Thursday, December 31, 2009

Student Suicidal? Expel from College

Thank the irresponsible and garbage science lawsuits for this catastrophic decision.

Expel Students Who Might Kill Themselves?

By Sally Satel

Imagine you are a sophomore in college. The semester has been academically overwhelming, and your girlfriend recently dumped you. One night it reaches crisis level and you go to campus mental health worried you might harm yourself. You volunteer to enter the hospital and are released a few days later feeling more hopeful.

Then your college tells you to leave school. Period. No formal evaluation of your mental health condition. No discussion with you.
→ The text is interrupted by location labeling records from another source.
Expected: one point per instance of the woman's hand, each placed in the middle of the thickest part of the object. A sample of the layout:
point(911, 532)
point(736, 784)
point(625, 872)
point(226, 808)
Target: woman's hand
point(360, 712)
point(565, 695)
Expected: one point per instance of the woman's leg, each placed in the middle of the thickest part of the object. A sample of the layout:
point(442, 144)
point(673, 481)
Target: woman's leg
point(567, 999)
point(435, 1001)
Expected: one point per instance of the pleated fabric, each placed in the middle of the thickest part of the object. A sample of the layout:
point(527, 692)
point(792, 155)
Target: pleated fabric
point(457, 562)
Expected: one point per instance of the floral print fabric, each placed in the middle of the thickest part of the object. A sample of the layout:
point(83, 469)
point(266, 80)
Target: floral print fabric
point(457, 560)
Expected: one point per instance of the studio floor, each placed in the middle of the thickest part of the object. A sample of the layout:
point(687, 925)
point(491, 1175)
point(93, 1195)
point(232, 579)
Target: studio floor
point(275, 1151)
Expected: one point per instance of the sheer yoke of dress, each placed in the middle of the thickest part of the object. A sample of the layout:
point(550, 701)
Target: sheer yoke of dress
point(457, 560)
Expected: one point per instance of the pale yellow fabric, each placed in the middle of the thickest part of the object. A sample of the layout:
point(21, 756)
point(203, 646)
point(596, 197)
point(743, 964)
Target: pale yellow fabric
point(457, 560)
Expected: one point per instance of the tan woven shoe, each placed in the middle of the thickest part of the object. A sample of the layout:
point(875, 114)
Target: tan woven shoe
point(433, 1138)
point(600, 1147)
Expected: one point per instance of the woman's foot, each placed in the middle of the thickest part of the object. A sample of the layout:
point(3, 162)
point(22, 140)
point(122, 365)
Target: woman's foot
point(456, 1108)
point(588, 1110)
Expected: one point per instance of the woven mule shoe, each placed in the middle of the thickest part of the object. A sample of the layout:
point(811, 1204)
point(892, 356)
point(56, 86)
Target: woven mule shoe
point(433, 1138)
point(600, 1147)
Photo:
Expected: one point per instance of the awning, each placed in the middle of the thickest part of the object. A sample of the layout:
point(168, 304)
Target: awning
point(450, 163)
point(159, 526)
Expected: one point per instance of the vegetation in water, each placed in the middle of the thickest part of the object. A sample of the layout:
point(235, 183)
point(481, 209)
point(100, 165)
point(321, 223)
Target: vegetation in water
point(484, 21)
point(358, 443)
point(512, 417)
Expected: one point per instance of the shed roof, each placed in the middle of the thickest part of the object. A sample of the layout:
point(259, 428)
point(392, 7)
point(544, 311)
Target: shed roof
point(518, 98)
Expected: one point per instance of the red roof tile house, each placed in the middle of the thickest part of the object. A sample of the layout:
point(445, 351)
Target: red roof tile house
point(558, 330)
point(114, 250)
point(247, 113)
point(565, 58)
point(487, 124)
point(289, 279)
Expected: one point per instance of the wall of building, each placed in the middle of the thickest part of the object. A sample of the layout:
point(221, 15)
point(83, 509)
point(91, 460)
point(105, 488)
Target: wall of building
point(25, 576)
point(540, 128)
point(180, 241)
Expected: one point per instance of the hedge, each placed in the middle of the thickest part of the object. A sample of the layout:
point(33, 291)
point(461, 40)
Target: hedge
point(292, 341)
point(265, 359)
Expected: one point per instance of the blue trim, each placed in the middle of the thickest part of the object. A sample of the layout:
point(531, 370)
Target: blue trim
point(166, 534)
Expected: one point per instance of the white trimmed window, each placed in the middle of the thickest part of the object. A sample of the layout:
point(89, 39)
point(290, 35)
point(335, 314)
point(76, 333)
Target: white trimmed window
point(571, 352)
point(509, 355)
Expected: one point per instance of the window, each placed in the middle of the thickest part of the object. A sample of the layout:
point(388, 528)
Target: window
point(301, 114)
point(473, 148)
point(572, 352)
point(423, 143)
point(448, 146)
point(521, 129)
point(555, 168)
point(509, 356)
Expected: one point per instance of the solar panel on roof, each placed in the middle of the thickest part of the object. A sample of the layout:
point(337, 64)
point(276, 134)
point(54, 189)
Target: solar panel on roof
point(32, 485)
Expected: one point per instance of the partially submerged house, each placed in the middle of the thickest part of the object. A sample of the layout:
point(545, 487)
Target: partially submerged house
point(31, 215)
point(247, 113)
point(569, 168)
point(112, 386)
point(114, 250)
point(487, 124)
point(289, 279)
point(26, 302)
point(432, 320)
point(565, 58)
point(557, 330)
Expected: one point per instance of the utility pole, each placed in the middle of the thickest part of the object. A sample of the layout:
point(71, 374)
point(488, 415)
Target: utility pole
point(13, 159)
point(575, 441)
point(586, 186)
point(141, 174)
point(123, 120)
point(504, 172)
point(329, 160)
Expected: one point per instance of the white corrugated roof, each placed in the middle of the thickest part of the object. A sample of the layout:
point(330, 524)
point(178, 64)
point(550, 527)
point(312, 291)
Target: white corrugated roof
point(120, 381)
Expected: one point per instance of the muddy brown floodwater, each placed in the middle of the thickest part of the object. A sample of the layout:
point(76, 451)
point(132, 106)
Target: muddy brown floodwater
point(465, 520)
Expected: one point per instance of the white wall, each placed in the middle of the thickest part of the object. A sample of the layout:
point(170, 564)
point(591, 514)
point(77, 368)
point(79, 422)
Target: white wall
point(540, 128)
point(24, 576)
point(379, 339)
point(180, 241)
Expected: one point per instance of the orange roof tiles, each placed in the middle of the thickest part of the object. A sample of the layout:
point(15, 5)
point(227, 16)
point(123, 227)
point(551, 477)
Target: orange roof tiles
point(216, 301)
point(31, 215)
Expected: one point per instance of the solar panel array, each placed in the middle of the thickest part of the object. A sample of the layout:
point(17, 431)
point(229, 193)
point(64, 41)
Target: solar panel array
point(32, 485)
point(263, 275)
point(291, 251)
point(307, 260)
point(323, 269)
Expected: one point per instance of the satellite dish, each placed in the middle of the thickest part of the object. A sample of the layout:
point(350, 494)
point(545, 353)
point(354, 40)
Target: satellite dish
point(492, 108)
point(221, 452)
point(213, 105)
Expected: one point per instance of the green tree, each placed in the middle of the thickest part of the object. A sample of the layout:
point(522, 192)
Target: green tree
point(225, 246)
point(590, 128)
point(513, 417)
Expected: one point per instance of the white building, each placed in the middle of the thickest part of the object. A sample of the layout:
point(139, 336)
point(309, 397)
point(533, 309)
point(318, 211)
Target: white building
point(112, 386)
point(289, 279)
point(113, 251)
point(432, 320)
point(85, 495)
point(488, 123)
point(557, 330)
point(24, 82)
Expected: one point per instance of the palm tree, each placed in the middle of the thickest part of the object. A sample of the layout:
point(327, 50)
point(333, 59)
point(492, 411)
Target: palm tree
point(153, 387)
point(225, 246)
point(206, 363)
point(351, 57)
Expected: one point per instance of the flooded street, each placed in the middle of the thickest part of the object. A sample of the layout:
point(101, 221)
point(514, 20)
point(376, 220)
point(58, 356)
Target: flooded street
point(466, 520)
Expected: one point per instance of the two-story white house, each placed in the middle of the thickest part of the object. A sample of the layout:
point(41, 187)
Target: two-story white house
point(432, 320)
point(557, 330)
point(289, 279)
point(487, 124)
Just out.

According to a newly released report from the State of New Jersey called College Students in Crisis: Preventing Campus Suicides and Protecting Civil Rights, policies which allow or require removal based solely on the existence of suicidal thoughts or behavior may be increasing. They are premised on the need to remove the student from the stresses of student life and to motivate them to get the care they need.

In the wake of tragedies such as the self-immolation of a sophomore at M.I.T. in 2000 and the shooting spree at Virginia Polytechnic Institute in 2007, concerns among administrators took on urgency. But lawyers argue that such blanket involuntary removal policies infringe upon a student's civil rights.

Within the last few years, several high-profile law suits against George Washington University, Hunter College, and the City University of New York have been waged by students forced into withdrawal. All were found to have violated provisions of the Americans with Disabilities Act, which prohibits discrimination on the basis of mental illness.